In the above chart we have measured Kernel Holding's prior ROCE against its prior performance, but the future is arguably more important. If you'd like, you can check out the forecasts from the analysts covering Kernel Holding here for free.
How Are Returns Trending?
We'd be pretty happy with returns on capital like Kernel Holding. The company has employed 200% more capital in the last five years, and the returns on that capital have remained stable at 24%. Returns like this are the envy of most businesses and given it has repeatedly reinvested at these rates, that's even better. If Kernel Holding can keep this up, we'd be very optimistic about its future.
The Key Takeaway
In short, we'd argue Kernel Holding has the makings of a multi-bagger since its been able to compound its capital at very profitable rates of return. Yet over the last five years the stock has declined 64%, so the decline might provide an opening. That's why we think it'd be worthwhile to look further into this stock given the fundamentals are appealing.
One final note, you should learn about the 3 warning signs we've spotted with Kernel Holding (including 1 which is a bit concerning) .
Kernel Holding is not the only stock earning high returns. If you'd like to see more, check out our free list of companies earning high returns on equity with solid fundamentals.

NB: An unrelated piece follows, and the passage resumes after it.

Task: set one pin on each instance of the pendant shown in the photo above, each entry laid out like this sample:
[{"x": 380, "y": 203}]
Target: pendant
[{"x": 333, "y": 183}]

This article by Simply Wall St is general in nature. We provide commentary based on historical data and analyst forecasts only using an unbiased methodology and our articles are not intended to be financial advice. It does not constitute a recommendation to buy or sell any stock, and does not take account of your objectives, or your financial situation. We aim to bring you long-term focused analysis driven by fundamental data. Note that our analysis may not factor in the latest price-sensitive company announcements or qualitative material. Simply Wall St has no position in any stocks mentioned.